Although current IAM chair Lynn Pope and three other IAM board members stood to speak in favor of the rezoning, the City Council came down in favor of neighbors.
“What I’m hearing is everybody that’s for it doesn’t live there,” Councilman Jeff Miller said. “Everybody that spoke against it does. I look at this map and it just doesn’t fit to me. It’s not our job to increase somebody’s property value. In this particular case I don’t feel good about changing this from what’s surrounding this. They can still build 12 or more” units.
Council members said there were too many unknowns if the city rezones the land to R-6; they suggested a prospective new owner could draw up a proposal for a Planned Residential Development that would trigger a public site plan review.

“We’re talking 12 vs. 27,” Councilman Jerry Smith. “It seems to me everybody in here is happy with R-15. The angst created by adding 12 or 14 units on top of that is just not worth turning the neighborhood into a hornet’s nest. When I ran for office one of my points was to preserve neighborhoods while promoting business.”
Mayor Barbara Volk agreed that the higher density zoning did not fit.
“I hate to carve out that little section that’s surrounded by R-15,” she said. “I have a feeling whoever purchases it will be coming back for a Planned Residential Development. … I would rather see a proposal with specifics and how they would lay it out. I think it would ease the minds of the neighbors if that is the case.”
Councilman Steve Caraker admonished the residents — who are also his neighbors — about some of the comments he said were based on fear. But he also opposed the rezoning.

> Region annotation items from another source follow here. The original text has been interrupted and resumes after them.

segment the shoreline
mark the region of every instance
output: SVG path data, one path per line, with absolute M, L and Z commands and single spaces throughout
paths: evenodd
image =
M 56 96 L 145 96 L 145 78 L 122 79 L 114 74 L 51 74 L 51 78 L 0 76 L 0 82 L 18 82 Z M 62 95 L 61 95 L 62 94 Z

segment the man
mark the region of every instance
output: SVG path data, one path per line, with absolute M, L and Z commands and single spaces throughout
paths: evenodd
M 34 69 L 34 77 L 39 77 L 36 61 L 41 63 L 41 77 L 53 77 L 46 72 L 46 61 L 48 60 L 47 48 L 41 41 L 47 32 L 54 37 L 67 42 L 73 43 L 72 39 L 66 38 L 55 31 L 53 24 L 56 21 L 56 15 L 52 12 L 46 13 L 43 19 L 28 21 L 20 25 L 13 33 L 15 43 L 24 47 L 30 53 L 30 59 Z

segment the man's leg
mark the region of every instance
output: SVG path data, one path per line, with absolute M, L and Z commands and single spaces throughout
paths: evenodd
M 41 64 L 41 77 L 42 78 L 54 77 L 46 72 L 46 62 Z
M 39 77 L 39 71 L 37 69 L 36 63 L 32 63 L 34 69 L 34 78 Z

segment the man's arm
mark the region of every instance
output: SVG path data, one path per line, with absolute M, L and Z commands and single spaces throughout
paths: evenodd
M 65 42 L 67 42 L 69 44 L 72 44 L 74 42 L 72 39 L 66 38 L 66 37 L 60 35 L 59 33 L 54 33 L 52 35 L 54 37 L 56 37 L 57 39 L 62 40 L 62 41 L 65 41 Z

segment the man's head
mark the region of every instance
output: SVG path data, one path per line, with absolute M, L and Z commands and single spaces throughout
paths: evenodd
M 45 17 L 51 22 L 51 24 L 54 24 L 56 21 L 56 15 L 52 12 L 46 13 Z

“I’m not in favor of this rezoning because I’d like to have a little more control over what goes there,” he said. “Vagueness is a bad thing.”
The council’s decision came despite City Manager John Connet’s appeal to the council and the public to recognize the city’s affordable housing shortage.
“There’s a conversation going on regarding affordable housing in Hendersonville relating to nurses, firefighters, teachers, technicians at the hospital,” he said. Working people making 80 to 120 percent of the average income — $37,000 to $43,000 a year — “have a hard time finding homes in our community. … I have police officers and firefighters who cannot live in our community because they cannot afford to. The only way to address that issue is to increase density.”